Après s’être réfugiée chez sa meilleure amie (Ludmilla Makowski, vue dans la série Lupin), elle accepte, à contre-cœur, le seul emploi qui s’offre à elle, éboueuse, mais le cache à ses proches. Et quand son père (Chad Chenouga), et surtout sa mère (Anne Suarez), insistent auprès de la justice pour récupérer son enfant, elle décide, avec l’aide d’un jeune éboueur (Zacharie Chasseriaud), avec lequel elle a sympathisé, de postuler à un poste plus rémunérateur et rejoindre l’élite de la profession, chapeautée par la première femme (Clémentine Célarié) à être passé par ce monde viril et rude.
Questions à la coscénariste Fanny Chesnel, au réalisateur Akim Isker et à l’actrice Frankie Wallach
Bulles de Culture : Quelle est la genèse de la fiction unitaire A l’épreuve ?
Fanny Chesnel : Au départ, j’avais initié une série il y a 10 ans, mais le sujet des poubelles faisait peur au diffuseurs. Il sort des sentiers battus, il n’est pas concernant, pas glamour, pas dans le genre, pas dans la case polar…
Mais dès le départ, je voulais parler de la Fonctionnelle, c’est-à-dire cette unité d’élite du service de la propreté de Paris, parce que c’est porteur d’une dramaturgie féconde et un biais pour pouvoir parler des éboueurs au sens large. Ça déjouait le côté un peu chronique de la collecte des poubelles et des déchets, et ça permettait de rencontrer cette profession, ces personnages, ces invisibles.
Bulles de Culture : Vous êtes donc allée à leur rencontre ?
Fanny Chesnel : Oui, j’ai fait des maraudes avec la Fonctionnelle. Je suis allée aux Lilas, dans leurs locaux, et j’ai rencontré plein de personnages. C’était super intéressant et je sentais à l’époque, quand j’arrivais dans leurs locaux comme femme au milieu de tous ces hommes, le poids de la misogynie. Or, il y avait justement une femme à la tête de ce service masculin qui se battait pour obtenir un vestiaire et la féminisation de ce métier et de son équipe.
Il y a de plus en plus de femmes éboueurs, mais il n’y en avait pas du tout à la Fonctionnelle parce que c’est un métier un peu à part. C’est très physique.
“Il fallait s’immerger avec eux, faire ce film avec eux”
Bulles de Culture : Qu’est-ce qui vous a donné envie de réaliser la fiction unitaire A l’épreuve ?
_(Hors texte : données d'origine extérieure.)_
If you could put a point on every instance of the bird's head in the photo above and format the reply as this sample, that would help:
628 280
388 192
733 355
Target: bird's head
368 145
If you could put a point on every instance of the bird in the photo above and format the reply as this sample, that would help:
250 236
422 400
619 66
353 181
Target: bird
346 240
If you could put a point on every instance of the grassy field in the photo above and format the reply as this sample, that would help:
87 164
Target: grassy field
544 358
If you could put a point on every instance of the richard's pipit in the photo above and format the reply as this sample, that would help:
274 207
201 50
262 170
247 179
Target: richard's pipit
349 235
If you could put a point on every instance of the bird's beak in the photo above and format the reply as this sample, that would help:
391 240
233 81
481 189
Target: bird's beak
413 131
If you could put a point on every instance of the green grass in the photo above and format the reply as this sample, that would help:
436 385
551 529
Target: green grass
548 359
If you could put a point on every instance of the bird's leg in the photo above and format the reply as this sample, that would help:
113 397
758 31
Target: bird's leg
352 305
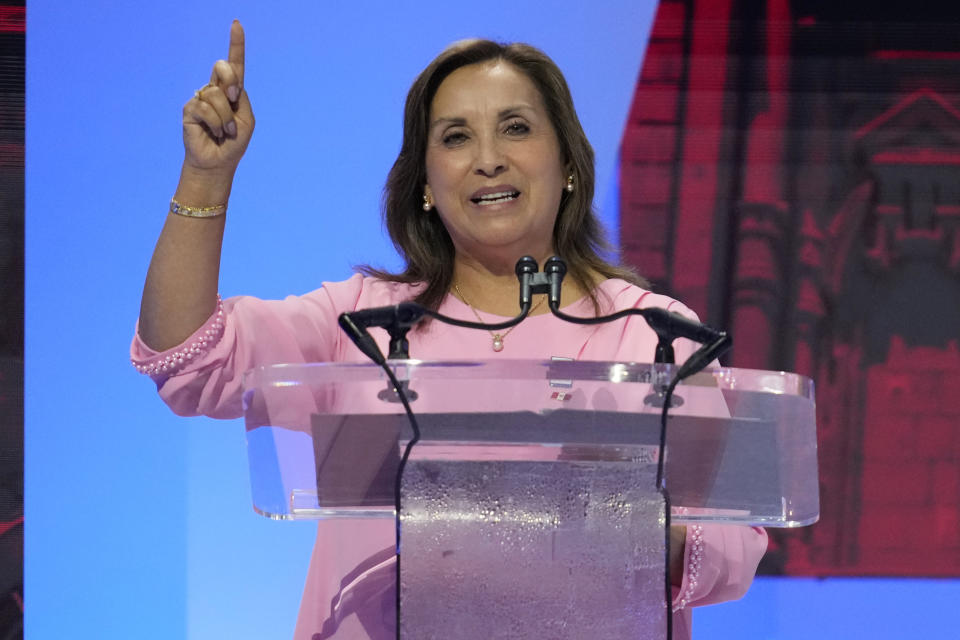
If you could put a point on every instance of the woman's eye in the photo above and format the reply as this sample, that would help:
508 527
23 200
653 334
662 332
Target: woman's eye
454 138
517 128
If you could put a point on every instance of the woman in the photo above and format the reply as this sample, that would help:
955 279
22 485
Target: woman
494 165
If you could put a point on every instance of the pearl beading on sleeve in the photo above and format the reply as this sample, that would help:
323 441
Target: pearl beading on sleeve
695 559
203 340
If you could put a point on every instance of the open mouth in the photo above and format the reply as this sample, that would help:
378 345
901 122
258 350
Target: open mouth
496 198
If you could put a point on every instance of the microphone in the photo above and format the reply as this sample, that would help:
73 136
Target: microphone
673 325
526 268
403 315
396 319
555 268
360 337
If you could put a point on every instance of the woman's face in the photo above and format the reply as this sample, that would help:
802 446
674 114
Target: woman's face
494 166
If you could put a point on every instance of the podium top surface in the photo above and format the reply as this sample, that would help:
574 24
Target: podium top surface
741 444
553 371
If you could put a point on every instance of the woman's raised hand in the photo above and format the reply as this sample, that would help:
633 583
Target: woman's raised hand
218 120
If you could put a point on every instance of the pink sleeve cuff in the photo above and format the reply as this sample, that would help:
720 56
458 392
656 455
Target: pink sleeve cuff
692 561
169 362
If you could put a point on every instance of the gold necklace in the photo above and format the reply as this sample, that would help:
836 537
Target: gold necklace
497 338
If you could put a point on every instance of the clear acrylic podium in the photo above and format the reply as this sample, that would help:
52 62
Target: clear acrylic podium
529 507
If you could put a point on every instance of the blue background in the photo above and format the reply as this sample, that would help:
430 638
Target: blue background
138 523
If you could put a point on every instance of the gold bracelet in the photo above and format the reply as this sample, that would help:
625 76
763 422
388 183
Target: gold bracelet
197 212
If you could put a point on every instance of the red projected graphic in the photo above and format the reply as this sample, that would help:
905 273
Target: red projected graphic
792 171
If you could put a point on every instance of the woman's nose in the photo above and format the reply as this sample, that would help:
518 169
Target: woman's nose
490 160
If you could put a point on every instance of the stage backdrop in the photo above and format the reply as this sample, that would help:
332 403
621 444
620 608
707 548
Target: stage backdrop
791 169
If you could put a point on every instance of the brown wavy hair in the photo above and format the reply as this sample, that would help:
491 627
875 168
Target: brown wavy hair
422 240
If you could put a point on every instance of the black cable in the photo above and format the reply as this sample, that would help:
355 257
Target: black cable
401 393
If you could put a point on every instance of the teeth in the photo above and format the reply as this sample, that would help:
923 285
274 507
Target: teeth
494 198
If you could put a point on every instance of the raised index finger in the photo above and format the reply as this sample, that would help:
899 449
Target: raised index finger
235 55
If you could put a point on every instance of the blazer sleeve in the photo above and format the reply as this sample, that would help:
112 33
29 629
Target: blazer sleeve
204 374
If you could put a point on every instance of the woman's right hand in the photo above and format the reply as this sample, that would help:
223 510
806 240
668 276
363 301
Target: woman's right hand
218 120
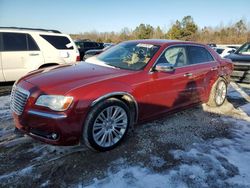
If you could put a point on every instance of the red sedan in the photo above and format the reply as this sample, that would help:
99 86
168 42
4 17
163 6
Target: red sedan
98 101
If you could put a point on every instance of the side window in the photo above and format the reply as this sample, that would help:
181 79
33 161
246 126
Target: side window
32 46
89 45
175 56
198 54
59 42
14 42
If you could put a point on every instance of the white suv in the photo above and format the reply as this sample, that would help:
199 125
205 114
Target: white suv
23 50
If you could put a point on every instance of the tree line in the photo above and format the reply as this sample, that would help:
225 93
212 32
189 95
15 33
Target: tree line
185 29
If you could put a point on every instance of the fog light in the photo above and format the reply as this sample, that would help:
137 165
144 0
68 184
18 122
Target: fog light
54 136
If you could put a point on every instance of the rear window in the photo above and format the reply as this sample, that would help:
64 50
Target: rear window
59 42
14 42
198 54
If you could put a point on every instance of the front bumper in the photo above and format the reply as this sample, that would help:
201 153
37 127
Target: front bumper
57 128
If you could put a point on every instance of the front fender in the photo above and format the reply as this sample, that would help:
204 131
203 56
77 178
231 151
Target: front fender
85 97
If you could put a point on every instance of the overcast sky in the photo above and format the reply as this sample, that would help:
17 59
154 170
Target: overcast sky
74 16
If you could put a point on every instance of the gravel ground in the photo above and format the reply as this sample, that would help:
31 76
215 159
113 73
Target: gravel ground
161 146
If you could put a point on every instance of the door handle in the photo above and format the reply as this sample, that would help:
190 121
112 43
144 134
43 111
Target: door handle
188 74
33 54
214 68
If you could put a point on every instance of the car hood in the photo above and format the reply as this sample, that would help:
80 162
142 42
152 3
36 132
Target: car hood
239 58
61 79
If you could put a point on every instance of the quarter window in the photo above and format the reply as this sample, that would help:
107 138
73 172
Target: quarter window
175 56
198 54
32 46
59 42
14 42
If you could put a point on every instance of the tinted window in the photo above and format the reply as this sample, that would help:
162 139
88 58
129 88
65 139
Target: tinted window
59 42
14 42
198 55
31 43
89 45
128 55
175 56
244 49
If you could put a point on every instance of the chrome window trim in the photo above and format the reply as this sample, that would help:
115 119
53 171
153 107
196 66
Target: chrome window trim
182 45
118 93
46 114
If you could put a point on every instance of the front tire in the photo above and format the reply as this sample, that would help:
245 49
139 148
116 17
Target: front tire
218 93
106 125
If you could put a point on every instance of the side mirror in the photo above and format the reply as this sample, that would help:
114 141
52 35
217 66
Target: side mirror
164 67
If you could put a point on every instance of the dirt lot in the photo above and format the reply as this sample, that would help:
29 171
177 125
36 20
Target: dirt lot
198 147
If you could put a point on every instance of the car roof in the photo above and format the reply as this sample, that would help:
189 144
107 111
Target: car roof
163 42
30 30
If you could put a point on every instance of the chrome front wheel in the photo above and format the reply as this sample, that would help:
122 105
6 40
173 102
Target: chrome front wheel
106 124
110 126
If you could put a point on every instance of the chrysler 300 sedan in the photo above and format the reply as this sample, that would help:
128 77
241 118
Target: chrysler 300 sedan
98 101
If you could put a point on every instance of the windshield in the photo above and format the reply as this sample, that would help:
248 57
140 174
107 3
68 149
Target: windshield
244 49
131 55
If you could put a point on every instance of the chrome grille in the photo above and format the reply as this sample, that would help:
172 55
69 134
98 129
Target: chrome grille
18 99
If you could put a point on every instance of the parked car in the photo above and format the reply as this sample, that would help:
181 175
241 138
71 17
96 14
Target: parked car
85 45
24 49
108 44
224 51
91 53
133 82
241 61
227 51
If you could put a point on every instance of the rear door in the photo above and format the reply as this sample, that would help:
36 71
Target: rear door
19 56
204 70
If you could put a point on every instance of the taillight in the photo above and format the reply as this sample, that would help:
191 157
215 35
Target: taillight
78 58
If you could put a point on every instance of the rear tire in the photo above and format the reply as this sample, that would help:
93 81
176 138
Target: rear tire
106 125
218 93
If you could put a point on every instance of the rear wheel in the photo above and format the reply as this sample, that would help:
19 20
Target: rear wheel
218 93
106 125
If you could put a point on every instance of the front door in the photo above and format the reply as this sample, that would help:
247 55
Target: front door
170 90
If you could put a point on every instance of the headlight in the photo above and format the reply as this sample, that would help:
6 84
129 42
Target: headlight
55 102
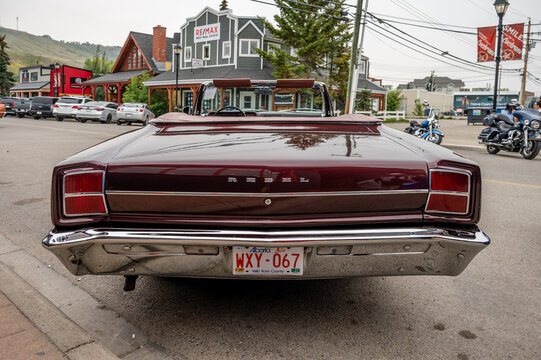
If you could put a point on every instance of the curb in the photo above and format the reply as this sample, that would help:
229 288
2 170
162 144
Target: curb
79 326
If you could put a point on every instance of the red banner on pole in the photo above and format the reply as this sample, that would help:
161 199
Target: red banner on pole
512 42
486 43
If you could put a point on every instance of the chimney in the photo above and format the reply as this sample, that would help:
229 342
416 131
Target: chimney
158 44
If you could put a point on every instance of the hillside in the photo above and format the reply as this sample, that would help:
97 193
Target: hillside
26 49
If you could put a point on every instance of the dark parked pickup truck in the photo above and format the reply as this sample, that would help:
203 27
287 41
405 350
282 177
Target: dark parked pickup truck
22 107
42 106
259 180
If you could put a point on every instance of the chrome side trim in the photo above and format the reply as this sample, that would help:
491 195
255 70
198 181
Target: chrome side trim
370 252
266 194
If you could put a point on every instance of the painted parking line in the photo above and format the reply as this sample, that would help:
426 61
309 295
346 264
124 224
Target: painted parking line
511 183
67 130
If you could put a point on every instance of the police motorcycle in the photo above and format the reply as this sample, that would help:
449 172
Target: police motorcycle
502 133
428 129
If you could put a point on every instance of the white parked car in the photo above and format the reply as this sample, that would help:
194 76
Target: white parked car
67 106
102 111
133 112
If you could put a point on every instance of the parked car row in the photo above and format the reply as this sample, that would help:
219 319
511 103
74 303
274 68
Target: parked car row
79 108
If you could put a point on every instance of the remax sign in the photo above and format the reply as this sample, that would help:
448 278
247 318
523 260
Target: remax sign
206 33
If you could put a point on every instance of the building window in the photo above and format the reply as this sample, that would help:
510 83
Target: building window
206 52
188 54
271 47
362 67
226 50
247 47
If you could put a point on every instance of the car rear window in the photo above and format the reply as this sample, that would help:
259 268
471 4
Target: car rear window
70 101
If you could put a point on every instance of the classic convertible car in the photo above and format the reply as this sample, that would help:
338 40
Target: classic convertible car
259 180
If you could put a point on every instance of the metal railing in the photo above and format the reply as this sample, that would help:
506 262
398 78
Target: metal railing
384 115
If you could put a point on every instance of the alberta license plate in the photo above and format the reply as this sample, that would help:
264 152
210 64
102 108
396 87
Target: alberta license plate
253 260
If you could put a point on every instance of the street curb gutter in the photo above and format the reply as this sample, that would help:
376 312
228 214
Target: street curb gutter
69 338
75 322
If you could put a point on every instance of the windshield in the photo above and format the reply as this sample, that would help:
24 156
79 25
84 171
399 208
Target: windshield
263 99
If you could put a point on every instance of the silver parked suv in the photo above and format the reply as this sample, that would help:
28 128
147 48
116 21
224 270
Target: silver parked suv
67 106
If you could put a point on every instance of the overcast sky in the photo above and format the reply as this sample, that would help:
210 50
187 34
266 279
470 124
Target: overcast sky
109 22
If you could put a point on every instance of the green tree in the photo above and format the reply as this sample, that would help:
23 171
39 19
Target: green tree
223 5
7 79
99 65
394 99
363 101
317 32
136 91
418 110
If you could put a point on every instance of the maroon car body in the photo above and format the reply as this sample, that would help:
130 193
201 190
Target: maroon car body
186 194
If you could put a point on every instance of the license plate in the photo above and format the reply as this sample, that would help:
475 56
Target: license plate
253 260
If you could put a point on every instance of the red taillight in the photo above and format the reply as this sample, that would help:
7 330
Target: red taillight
449 192
83 193
449 181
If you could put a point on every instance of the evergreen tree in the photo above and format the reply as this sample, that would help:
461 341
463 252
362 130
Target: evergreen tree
320 36
7 79
363 101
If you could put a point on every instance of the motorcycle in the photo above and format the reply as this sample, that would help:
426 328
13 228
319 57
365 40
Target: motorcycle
502 133
428 129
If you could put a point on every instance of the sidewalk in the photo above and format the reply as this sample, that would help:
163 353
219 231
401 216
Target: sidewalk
20 339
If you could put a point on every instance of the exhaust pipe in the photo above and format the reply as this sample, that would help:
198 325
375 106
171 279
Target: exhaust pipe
129 282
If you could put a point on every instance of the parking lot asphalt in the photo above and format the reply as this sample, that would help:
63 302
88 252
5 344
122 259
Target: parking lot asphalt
491 311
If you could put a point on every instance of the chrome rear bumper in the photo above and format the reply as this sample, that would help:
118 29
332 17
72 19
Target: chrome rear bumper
207 253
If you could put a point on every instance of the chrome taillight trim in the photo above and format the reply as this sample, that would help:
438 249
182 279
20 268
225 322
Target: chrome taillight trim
455 193
65 196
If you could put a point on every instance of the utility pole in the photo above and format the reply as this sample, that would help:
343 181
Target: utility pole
523 89
350 100
355 83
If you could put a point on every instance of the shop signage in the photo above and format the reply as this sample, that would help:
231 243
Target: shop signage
512 43
206 33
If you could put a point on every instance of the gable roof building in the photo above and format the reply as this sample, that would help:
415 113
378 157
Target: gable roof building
441 83
141 53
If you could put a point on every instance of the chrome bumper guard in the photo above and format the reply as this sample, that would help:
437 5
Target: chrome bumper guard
207 253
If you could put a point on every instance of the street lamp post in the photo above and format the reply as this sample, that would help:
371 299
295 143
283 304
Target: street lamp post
501 7
56 67
178 50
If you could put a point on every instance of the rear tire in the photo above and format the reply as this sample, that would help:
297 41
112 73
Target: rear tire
531 151
493 149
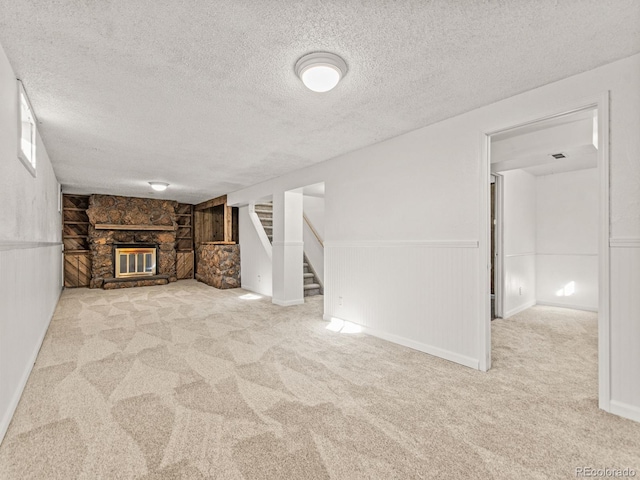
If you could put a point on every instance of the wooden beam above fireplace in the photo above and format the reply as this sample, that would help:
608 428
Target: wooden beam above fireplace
110 226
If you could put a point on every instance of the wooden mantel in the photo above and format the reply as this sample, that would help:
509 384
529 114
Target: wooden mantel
111 226
200 220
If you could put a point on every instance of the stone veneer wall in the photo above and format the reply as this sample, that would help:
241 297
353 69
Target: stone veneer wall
110 209
219 265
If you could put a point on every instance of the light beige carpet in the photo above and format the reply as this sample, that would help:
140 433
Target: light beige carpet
186 381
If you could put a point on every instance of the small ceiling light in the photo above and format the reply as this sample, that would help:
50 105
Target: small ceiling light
321 71
159 186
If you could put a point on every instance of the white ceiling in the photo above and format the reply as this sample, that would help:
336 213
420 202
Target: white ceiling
531 147
202 94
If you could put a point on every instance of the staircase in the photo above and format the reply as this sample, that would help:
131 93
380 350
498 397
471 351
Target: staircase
265 214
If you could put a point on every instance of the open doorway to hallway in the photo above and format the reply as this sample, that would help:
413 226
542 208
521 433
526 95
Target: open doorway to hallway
545 214
313 239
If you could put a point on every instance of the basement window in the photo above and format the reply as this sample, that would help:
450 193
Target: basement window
26 131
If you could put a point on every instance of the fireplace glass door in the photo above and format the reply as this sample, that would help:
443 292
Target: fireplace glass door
132 262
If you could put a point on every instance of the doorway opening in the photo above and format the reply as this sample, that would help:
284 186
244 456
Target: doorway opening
546 214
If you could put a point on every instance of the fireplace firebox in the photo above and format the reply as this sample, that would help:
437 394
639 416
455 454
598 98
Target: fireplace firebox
135 261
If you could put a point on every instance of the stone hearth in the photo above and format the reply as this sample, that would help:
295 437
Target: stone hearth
219 265
141 214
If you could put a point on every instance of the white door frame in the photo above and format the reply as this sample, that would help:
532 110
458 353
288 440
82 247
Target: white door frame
601 104
498 266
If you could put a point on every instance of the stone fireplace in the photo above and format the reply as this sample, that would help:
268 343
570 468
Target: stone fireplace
139 225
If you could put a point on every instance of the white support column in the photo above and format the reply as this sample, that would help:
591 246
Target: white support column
288 249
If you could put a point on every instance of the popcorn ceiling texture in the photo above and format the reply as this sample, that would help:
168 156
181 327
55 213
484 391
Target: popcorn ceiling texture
119 210
219 265
188 381
203 95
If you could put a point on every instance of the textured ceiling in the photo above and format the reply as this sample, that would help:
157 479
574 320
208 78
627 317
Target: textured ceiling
202 94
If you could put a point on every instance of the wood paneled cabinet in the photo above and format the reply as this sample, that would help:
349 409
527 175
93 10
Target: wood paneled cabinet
77 269
75 236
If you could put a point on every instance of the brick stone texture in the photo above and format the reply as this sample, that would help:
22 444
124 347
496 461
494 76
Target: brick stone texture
219 265
111 209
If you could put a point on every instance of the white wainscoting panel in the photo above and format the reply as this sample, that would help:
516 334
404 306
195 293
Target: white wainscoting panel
567 280
423 295
520 282
30 285
625 328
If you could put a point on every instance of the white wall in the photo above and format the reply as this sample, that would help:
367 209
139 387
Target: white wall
255 263
567 239
314 211
519 199
431 183
30 251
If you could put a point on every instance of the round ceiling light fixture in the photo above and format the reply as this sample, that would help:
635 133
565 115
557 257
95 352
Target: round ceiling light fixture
159 186
321 71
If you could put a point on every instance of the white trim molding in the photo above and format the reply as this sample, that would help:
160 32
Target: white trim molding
566 305
406 243
624 410
421 347
601 104
520 308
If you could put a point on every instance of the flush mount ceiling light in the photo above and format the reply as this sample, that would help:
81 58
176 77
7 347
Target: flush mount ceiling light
321 71
159 186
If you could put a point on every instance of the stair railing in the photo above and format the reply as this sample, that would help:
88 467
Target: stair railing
257 224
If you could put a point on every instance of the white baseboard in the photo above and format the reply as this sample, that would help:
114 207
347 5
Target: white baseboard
15 399
625 410
421 347
519 309
287 303
564 305
256 290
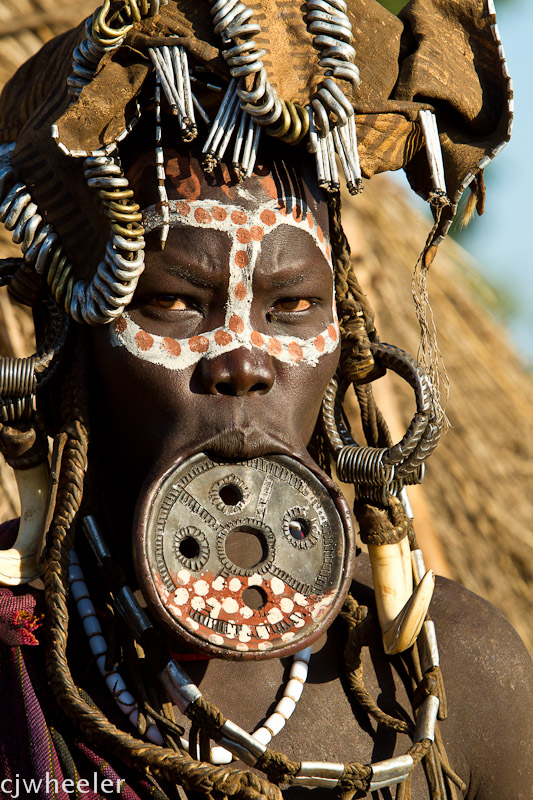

Akim Isker : C’est le point de vue et la promesse de traitement. Car on ne peut pas dire que ce soit un film sur les éboueurs, mais c’est un film sur une jeune femme et surtout son rapport sensible, humain à la parentalité — sur comment on arrive à affronter la complexité de la société d’aujourd’hui en tant que jeune maman —, sur la précarité et, surtout, sur le regard de l’autre. Celui de ses parents elle en tant que mère, fille, adulte et son regard à elle sur son enfant et si elle sera une bonne bonne maman ou pas.
Et j’ai aimé traiter des éboueurs à travers le regard de cette femme, sans racisme ni jugement, mais avec de la spontanéité et de la franchise. J’ai voulu que ce soit quelqu’un qui soit tout le temps en réaction : elle ne peut pas s’empêcher d’ouvrir la bouche et de dire les choses. Elle s’insurge, elle hausse la voix, elle dit ce qu’elle ressent et elle rejette complètement toute forme de misogynie, d’injustice…
Bulles de Culture : Et comment avez-vous abordé la mise en scène ?
Akim Isker : Très vite, je me suis dit que le travail sur le réel était essentiel et sur un téléfilm, tu as peu de temps donc la solution était très simple, il fallait s’immerger avec eux, faire ce film avec eux, dans de vrais décors — à part la petite chambre qu’Ambre loue qui a été reconstituée. On a tourné dans de vraies rues, dans leurs locaux, avec leurs véhicules et leur matériel. Et presque tous les figurants et petits rôles sont des éboueurs.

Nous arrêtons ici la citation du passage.